¹Zhejiang University ²Westlake University ³Shanghai Innovation Institute ⁴Fudan University ⁵Nanjing University

Abstract

Human body fitting, which aligns parametric body models such as SMPL to raw 3D point clouds of clothed humans, serves as a crucial first step for downstream tasks like animation and texturing. An effective fitting method should be both locally expressive — capturing fine details such as hands and facial features — and globally robust to handle real-world challenges, including clothing dynamics, pose variations, and noisy or partial inputs.
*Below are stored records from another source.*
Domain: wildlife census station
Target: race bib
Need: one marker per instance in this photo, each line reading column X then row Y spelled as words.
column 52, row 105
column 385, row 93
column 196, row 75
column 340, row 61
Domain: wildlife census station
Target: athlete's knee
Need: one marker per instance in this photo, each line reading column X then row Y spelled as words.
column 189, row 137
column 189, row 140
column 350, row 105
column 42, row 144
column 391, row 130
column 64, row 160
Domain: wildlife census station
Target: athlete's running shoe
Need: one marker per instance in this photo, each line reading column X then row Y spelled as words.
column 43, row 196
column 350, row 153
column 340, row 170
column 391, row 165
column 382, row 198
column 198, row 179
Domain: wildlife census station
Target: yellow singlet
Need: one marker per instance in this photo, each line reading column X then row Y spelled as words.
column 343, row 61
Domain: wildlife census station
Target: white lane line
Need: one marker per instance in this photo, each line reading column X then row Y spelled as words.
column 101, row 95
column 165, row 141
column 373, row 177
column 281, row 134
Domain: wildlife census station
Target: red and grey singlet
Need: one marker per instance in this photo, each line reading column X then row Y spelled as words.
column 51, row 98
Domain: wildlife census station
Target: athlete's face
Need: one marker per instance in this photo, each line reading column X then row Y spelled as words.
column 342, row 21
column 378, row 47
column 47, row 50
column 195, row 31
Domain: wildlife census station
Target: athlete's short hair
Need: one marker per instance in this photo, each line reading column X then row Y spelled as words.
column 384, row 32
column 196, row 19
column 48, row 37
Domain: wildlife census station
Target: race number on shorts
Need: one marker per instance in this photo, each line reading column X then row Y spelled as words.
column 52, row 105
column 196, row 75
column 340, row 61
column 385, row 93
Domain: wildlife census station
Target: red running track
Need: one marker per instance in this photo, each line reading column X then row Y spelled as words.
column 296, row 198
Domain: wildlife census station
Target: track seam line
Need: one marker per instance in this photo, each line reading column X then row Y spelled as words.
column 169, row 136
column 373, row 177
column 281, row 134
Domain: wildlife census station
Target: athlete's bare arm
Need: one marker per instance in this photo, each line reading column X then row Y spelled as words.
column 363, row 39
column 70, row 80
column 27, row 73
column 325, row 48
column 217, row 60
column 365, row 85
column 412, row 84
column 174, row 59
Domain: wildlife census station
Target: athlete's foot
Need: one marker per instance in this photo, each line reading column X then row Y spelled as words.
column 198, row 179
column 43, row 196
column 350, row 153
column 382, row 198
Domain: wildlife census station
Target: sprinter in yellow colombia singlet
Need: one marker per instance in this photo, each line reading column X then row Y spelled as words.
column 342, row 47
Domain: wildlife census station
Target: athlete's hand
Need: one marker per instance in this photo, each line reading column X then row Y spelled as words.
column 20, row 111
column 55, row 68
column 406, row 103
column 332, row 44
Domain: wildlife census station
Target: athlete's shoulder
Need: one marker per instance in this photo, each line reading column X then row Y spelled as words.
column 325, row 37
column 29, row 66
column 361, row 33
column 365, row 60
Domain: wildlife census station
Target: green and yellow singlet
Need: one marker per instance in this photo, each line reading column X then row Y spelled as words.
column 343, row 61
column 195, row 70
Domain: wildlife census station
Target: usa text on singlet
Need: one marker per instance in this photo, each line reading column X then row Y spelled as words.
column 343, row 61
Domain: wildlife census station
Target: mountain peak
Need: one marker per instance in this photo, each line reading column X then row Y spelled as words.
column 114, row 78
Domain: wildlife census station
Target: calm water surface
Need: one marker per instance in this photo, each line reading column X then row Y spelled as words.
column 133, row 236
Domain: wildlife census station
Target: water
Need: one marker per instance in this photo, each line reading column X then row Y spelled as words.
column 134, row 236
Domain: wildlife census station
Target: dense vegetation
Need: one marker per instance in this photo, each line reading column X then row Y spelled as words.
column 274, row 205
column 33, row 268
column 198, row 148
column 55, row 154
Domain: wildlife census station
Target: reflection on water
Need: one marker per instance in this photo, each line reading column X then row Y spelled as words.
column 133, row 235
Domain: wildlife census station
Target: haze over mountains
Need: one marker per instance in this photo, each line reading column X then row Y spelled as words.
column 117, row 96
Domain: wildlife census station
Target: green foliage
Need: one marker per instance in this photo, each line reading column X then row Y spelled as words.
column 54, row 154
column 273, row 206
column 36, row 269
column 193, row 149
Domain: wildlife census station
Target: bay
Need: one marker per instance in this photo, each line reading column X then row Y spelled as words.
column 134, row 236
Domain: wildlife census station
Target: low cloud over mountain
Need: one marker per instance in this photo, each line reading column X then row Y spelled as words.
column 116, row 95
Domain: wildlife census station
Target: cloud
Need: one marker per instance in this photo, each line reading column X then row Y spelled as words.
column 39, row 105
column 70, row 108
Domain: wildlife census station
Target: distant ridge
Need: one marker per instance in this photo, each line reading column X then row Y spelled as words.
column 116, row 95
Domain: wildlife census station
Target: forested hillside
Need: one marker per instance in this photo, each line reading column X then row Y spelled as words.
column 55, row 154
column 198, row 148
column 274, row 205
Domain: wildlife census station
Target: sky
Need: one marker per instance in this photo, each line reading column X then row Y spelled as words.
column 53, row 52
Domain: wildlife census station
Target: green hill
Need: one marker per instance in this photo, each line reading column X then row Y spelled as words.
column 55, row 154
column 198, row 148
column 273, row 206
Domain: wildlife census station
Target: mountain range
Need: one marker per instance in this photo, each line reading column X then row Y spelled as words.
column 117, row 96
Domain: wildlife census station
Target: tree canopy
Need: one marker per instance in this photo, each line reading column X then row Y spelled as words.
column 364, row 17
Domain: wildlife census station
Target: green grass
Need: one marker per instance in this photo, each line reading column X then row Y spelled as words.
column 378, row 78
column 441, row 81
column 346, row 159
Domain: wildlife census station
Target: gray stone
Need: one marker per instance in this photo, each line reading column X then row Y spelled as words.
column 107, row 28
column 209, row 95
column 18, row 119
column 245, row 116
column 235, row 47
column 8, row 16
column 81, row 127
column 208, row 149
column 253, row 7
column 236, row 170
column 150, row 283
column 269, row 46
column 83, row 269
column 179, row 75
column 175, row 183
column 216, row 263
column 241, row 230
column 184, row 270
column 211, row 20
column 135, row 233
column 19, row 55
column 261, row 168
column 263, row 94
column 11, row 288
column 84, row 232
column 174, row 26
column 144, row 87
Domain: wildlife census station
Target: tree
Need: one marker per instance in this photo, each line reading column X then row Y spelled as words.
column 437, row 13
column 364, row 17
Existing approaches typically excel in only one aspect, lacking an all-in-one solution. We upgrade ETCH to ETCH-X, which leverages a tightness-aware fitting paradigm to filter out clothing dynamics ("undress"), extends expressiveness with SMPL-X, and replaces explicit sparse markers (which are highly sensitive to partial data) with implicit dense correspondences ("dense fit") for more robust and fine-grained body fitting. Our disentangled "undress" and "dense fit" modular stages enable separate and scalable training on composable synthetic data, including simulated garments such as CLOTH3D and large-scale pose libraries such as AMASS for body poses and InterHand2.6M for hand poses, improving outfit generalization and pose robustness, respectively. Our approach achieves robust and expressive fitting across diverse clothing, poses, and levels of input completeness, delivering a substantial performance improvement over ETCH on both (1) seen data, such as 4D-DRESS (MPJPE-All, 33.0%) and CAPE (V2V-Hands, 35.8%), and (2) unseen data, such as BEDLAM2.0 (MPJPE-All, 80.8%; V2V-All, 80.5%).